Regia di Nanni Loy vedi scheda film
Nanni Loy spara un colpo di bazooka sulla famiglia con figli, ma non ha molto altro da proporre come alternativa.
Vedendo questa commedia agrodolce mi sono convinto che Nanni Loy abbia dato il meglio di sé nei film sulla resistenza. Qui se la cava o quasi, ma non lo definirei un bel film. Ciò che mi è piaciuto di più è l'interpretazione di Nino Manfredi, il quale era nei suoi anni migliori. Ma nell'insieme l'opera è caotica e un po' dispersiva, ed è penalizzata da scelte sbagliate, come quella di Ugo Tognazzi in un improbabile mangiapane a tradimento. Totò, dipartitosi all'inizio delle riprese, sarebbe stato sicuramente migliore.

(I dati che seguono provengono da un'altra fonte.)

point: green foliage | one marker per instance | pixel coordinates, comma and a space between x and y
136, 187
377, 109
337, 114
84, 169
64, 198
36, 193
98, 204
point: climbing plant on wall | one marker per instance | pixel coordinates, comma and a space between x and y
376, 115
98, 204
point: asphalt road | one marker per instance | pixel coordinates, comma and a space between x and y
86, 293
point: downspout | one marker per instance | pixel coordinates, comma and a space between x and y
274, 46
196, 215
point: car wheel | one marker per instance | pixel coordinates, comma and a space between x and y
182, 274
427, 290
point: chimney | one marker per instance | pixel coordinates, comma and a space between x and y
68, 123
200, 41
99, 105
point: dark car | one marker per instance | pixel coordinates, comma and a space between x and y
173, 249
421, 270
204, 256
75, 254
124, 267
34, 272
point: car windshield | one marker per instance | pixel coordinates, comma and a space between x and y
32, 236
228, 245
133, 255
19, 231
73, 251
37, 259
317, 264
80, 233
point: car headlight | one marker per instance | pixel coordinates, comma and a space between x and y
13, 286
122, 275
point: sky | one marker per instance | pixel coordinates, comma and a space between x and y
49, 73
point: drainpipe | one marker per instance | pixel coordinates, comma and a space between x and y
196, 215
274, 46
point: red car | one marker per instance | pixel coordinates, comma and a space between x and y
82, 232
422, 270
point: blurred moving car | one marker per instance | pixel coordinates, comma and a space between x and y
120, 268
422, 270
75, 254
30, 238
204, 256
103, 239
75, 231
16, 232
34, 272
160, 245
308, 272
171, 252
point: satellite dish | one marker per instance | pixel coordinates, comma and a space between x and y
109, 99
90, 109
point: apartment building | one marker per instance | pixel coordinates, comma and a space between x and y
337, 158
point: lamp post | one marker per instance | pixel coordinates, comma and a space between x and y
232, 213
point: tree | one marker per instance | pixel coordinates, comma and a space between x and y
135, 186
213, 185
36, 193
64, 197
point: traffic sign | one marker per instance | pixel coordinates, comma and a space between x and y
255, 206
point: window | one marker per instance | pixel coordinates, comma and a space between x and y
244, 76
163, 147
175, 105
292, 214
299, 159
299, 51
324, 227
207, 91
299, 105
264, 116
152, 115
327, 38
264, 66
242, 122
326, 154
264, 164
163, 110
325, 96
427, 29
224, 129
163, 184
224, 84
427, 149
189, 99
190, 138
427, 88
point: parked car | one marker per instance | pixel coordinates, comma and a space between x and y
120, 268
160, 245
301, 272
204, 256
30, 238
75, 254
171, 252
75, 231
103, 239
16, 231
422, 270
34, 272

Quanto al contenuto, Loy se la prende con il matrimonio, ma ancor più con i bambini, che sono il vero bersaglio di questo film. Per la verità, il regista sembra mettere alla berlina anche il metodo Monessori (il che mi trova d'accordo), e forse ne condanna i risultati, ma si fa fatica a non vedere anche un biasimo al fatto stesso di avere figli nel matrimonio. Entrambi lamentano di sentirsi logorati nei sentimenti e limitati nella carriera, pure in quella politica. In casa regna un caos perpetuo, un parapiglia anarchico che farebbe uscire di senno anche il più motivato genitore. Ma di nuovo, se si lascia che i bambini si dondolino appesi al lampadario, in ossequio appunto al metodo Montessori, allora lo sfinimento è garantito. E il padre del titolo fa lo zerbino di tutti.
Manfredi dà vita ad un personaggio abbastanza convincente, ma Leslie Caron, che per me è ancora la “Gigì” dell'omonimo musical, impersona una moglie un po' confusa tra tradizione, modernità, desiderio di carriera, di figli, conformismo, ipocrisia e ribellione. In secondo piano, compaiono i temi della speculazione edilizia degli anni '60, le tensioni politiche tra conservatori e progressisti, e i primi movimenti giovanili sessantottini. Alla fine, tuttavia, la pietra tombale scende proprio sulla famiglia, presentata come un luogo di costrizione e frustrazione, più per i genitori che per i figli. E' una dottrina sessantottina, e il sessantotto era infatti alle porte.
Mi sa che mi riguarderò “Le quattro giornate di Napoli” e “Un giorno da leoni”, prodotti di un Loy migliore e più a suo agio.